I have written before, so many times, about my mother’s death. Writing is a way to track my grief, to understand how it has changed me, and how grief itself changes over time.
Grief never dies, but it does change. And as I have grown older, it has taken on a different focus: motherhood has taught my that my mother’s loss was greater than mine.
I lost so much time with her. For years, my life felt like a collection of moments that I didn’t get to share with her. Those moments still come, but now when they come I also feel the pain of the other side of loss. Her side.
Because she lost so much more. She lost time with me and time with my brother. She lost time with the grandchildren she never got to meet. She didn’t get to be there to see me graduate high school, or college, or graduate school. Or to see me get married, or to welcome the births of my babies. She missed milestones and all the little moments in between.
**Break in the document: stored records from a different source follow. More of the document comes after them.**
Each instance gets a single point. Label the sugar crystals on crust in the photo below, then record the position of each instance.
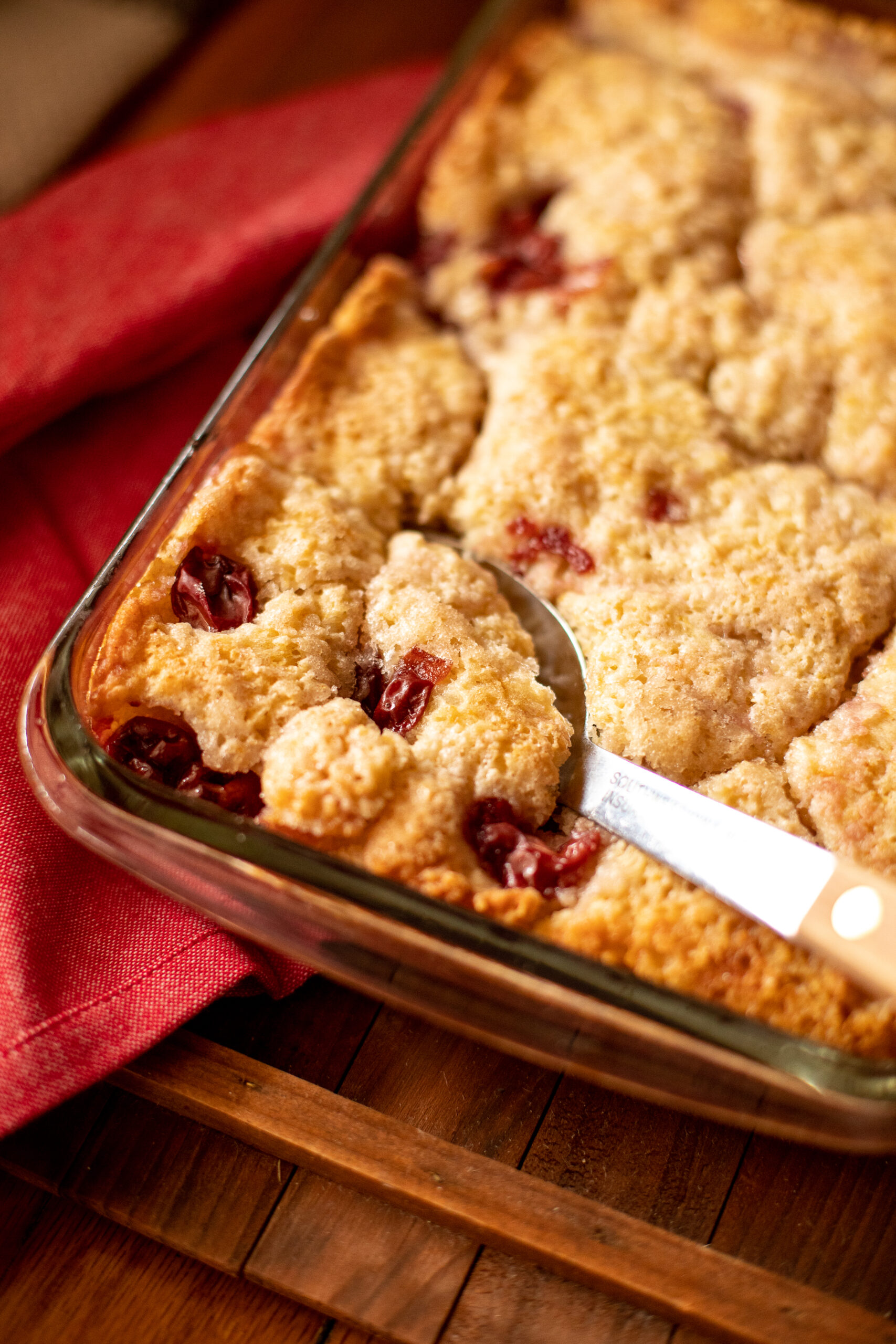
(311, 557)
(385, 405)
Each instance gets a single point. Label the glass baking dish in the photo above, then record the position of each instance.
(449, 965)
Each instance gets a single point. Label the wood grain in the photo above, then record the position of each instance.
(87, 1281)
(20, 1209)
(818, 1218)
(371, 1263)
(199, 1191)
(650, 1163)
(44, 1151)
(181, 1183)
(512, 1211)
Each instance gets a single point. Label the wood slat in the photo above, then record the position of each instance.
(818, 1218)
(512, 1211)
(371, 1263)
(20, 1208)
(193, 1189)
(647, 1162)
(83, 1280)
(363, 1261)
(44, 1151)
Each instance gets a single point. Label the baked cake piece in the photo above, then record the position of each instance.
(719, 606)
(489, 729)
(385, 404)
(309, 557)
(726, 41)
(842, 774)
(827, 295)
(579, 172)
(637, 913)
(668, 260)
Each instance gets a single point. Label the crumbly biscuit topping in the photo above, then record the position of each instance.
(650, 363)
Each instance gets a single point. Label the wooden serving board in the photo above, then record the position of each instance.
(419, 1187)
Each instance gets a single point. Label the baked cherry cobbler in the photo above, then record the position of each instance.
(647, 356)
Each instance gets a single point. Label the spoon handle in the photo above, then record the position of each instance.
(832, 906)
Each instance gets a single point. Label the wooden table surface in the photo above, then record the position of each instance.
(99, 1263)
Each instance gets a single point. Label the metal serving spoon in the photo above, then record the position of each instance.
(808, 896)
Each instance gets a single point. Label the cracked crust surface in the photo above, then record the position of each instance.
(642, 167)
(722, 181)
(311, 557)
(842, 774)
(636, 913)
(383, 406)
(489, 729)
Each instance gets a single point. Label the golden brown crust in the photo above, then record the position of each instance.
(385, 405)
(727, 186)
(844, 773)
(311, 557)
(489, 730)
(638, 915)
(789, 38)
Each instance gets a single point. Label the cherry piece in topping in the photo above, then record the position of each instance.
(551, 539)
(664, 507)
(370, 680)
(405, 699)
(241, 793)
(213, 592)
(433, 250)
(155, 749)
(520, 256)
(507, 848)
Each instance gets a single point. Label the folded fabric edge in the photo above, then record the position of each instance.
(62, 1057)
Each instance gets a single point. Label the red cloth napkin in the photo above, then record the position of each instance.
(116, 273)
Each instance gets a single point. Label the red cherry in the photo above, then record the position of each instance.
(550, 539)
(241, 793)
(664, 507)
(404, 702)
(213, 592)
(507, 848)
(155, 749)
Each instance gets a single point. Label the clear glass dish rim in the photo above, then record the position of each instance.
(824, 1067)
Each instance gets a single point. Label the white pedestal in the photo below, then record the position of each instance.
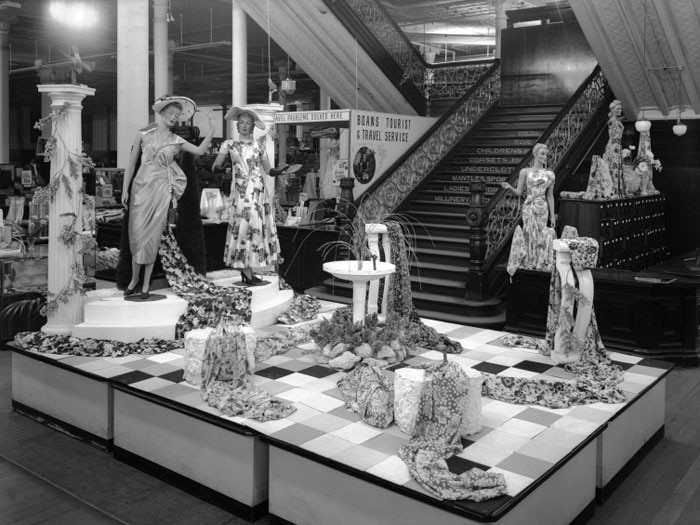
(226, 465)
(627, 434)
(65, 206)
(306, 491)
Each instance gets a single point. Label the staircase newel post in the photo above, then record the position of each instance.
(477, 218)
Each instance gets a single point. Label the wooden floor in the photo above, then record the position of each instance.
(664, 488)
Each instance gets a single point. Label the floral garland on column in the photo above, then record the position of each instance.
(68, 235)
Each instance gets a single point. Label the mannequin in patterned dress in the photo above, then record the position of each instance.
(251, 241)
(531, 247)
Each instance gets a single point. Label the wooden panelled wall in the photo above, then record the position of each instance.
(544, 64)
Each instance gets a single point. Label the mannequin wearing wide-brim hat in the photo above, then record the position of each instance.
(251, 241)
(154, 189)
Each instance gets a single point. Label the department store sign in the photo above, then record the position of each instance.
(313, 117)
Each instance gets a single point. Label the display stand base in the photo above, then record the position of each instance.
(322, 464)
(50, 390)
(303, 490)
(225, 465)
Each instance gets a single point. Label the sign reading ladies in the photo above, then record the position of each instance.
(377, 140)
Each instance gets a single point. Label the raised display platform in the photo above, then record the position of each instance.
(326, 465)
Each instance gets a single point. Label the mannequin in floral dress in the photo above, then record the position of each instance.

When your parent dies at the age of 42, there is a pretty good chance you will, at some point, think about yourself also dying at a young age. Especially once you are in the same phase of life your parent was in at the time of their death.
I’m in that phase now, and this is what I know: I can’t imagine any loss greater than losing time with my children.
Over the last two weeks, people all over the world have come to know a slice of my beautiful girl’s character and her beautifully unique outlook on life.
But my mother, the person my daughter is named after, missed it all.
I’ve been here, and as far as I know I will still be here for decades to come, watching my girls grow, experiencing the milestones and the moments in between. That is my greatest joy.
Today, my greatest sadness is for my mom, who has missed so much.